On Meta Narrative and Jelly

I've just read Eleanor Catton's Booker-winning Luminaries.  I'm also reading a lot of Russian history. And poetry.  And writing poetry.  But that's a topic for another wombat.

The Luminaries wasn't very good.  I mean, it wasn't execrable, and I finished it.  But, given the hype, I was disappointed.

It's got a whole meta-structure, a vast and creaking meta-narrative.  To do with the zodiac.  And the signs of the zodiac.  All its major figures stand for one of the signs of the zodiac, and all the book's actions take place on certain 'charted' days.  So, at the start of each chapter, there's a star-chart showing you where each figure fits into the astrological...order.  For want of a better term.  So all the sub-chapters have headings like "Virgo in Mars" or "Moon in Scorpio" or "Peanut Butter in Jelly."  And it's all exceedingly tedious and forgettable.  Because, clearly (I think?) the author doesn't believe or find deep meaning in the zodiac.  It's all a bunch of arbitrary nonsense, a way of giving her a structure.  Which, in itself, is fine--we all need structure--but by foregrounding it like she does, she makes the reader feel like it should somehow matter, in its reading.  Which it doesn't.  And can't.  And doesn't.

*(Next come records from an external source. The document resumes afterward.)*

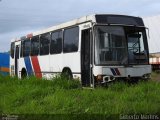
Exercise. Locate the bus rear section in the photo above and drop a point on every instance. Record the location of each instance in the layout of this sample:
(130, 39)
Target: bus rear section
(95, 49)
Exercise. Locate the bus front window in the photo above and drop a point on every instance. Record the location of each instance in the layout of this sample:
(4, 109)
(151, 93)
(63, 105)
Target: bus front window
(137, 52)
(110, 45)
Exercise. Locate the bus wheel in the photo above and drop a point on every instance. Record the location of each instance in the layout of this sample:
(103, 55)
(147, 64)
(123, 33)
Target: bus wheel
(23, 73)
(67, 73)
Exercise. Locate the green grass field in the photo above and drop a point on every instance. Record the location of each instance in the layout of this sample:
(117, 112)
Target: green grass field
(61, 97)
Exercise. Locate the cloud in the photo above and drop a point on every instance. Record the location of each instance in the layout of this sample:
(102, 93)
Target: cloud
(17, 16)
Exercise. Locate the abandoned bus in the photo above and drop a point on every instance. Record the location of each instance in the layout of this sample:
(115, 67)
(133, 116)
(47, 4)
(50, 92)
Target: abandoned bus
(96, 49)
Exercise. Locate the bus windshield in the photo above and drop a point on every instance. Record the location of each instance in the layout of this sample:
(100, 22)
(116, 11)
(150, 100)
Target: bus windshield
(117, 45)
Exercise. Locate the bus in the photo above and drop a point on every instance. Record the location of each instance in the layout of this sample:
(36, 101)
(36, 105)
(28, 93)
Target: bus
(96, 49)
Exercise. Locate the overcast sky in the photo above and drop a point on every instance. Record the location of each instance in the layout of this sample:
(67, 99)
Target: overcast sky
(19, 17)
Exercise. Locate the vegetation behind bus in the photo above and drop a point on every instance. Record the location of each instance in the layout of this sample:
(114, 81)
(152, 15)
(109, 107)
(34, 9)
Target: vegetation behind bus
(60, 96)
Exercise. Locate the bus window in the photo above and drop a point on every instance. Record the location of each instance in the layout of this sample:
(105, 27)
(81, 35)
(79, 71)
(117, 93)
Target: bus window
(56, 42)
(12, 49)
(35, 46)
(26, 47)
(44, 44)
(71, 39)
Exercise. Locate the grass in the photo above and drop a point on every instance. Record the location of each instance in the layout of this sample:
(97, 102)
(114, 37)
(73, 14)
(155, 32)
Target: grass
(59, 96)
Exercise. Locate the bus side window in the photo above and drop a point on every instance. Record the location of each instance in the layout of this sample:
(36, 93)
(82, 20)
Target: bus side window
(71, 40)
(21, 52)
(35, 46)
(56, 42)
(12, 49)
(44, 44)
(26, 47)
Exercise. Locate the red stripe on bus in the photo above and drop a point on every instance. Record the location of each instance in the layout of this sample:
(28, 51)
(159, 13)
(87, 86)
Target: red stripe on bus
(117, 71)
(36, 66)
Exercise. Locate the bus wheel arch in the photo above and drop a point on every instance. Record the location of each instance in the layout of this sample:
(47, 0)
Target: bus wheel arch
(66, 72)
(23, 73)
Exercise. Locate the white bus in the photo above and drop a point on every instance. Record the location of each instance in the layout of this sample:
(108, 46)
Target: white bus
(96, 49)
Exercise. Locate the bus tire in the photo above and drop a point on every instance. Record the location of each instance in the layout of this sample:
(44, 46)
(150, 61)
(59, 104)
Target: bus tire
(23, 73)
(67, 73)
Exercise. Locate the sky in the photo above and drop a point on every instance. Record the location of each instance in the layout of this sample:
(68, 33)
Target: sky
(21, 17)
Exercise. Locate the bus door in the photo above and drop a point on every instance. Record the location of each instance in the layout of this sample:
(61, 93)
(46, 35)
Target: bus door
(16, 59)
(86, 57)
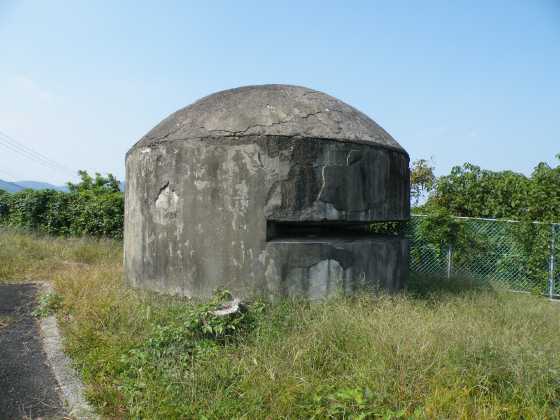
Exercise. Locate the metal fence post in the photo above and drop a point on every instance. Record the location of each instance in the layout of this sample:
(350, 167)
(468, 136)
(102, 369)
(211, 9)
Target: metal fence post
(449, 259)
(551, 268)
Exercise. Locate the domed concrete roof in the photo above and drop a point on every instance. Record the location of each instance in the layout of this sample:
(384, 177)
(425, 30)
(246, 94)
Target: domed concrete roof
(270, 110)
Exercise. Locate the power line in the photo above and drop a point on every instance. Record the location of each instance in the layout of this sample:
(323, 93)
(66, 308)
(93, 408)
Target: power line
(29, 152)
(3, 181)
(12, 144)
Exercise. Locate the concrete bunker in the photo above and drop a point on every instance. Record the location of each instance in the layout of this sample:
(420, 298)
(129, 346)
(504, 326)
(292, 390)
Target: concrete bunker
(265, 190)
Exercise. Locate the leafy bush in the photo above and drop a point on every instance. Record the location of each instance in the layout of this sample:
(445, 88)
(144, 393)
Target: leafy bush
(94, 207)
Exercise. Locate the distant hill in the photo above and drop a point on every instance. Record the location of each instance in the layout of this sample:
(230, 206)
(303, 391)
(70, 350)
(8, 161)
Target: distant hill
(34, 185)
(9, 186)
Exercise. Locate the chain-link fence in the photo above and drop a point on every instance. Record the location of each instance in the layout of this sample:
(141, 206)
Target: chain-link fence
(515, 255)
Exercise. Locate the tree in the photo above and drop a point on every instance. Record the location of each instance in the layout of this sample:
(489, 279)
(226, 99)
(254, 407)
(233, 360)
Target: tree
(97, 185)
(422, 179)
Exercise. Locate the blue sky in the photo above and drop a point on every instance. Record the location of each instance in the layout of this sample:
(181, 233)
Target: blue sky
(477, 81)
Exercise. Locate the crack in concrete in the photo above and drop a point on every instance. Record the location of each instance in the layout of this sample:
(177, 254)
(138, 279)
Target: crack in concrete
(239, 133)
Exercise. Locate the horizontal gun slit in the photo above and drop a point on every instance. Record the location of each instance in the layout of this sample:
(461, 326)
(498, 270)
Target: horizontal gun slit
(305, 230)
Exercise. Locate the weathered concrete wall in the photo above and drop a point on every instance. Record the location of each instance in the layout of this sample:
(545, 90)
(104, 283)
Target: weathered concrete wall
(197, 211)
(207, 182)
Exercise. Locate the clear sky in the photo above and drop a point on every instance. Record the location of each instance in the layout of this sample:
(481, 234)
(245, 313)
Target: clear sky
(477, 81)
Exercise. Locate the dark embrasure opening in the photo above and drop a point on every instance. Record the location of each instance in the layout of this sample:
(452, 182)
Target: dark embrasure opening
(276, 230)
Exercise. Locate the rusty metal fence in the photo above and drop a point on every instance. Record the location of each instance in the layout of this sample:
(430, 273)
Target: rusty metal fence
(513, 255)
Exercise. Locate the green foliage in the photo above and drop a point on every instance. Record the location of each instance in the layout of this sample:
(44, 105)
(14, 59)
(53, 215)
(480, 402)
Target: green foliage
(422, 179)
(95, 207)
(194, 333)
(474, 192)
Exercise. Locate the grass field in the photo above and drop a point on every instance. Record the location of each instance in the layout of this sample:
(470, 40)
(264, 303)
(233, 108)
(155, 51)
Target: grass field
(438, 350)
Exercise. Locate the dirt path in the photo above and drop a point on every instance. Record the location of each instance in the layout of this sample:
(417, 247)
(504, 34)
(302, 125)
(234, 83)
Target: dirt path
(28, 388)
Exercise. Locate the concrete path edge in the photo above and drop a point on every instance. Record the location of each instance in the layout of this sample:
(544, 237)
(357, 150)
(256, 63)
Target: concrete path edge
(71, 387)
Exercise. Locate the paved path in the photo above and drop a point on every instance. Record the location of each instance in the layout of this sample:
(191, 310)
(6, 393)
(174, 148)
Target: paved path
(28, 388)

What it made me think of was Ulysses.  Herman Wouk's Ulysses.  There, a meta-structure is also used, but there it works, or works, at least, insofar as any exoskeleton--an inherently inelegant and slightly repulsive structure--can.  For in Ulysses, Joyce imposes a mythic narrative, the central guiding narrative (or one of them) of Western Civilization.  Which narrative imports, to the seemingly mundane and humdrum lives of Stephen and Leopold and Peanut Butter and Jelly a larger resonance and import.  A sense of meaning in a grand continuum.  And there are many other ways that Ulysses is better, many many other ways... which, as I write, seems an exceedingly stupid comparison, and not useful, because no reviewer, sitting down to think upon a book thinks (or should): Is this better than Ulysses?  Because what the hell kind of criterion is that?

But anyway.  The book, Luminaries, I mean, wants to be a page-turning, pleasure-giving 'yarn' while at the same time gestures, tiresomely, towards wisdom and insight and profundity which it can't maintain.  So, for example, the character introductions and descriptions just go on and on and pretend to a kind of deep insight which they don't live up to.  And, basically, it made me tired.  Tired and indigent.  And tired.

I've read a lot of other things too.  But those are secrets.  Terrible ones.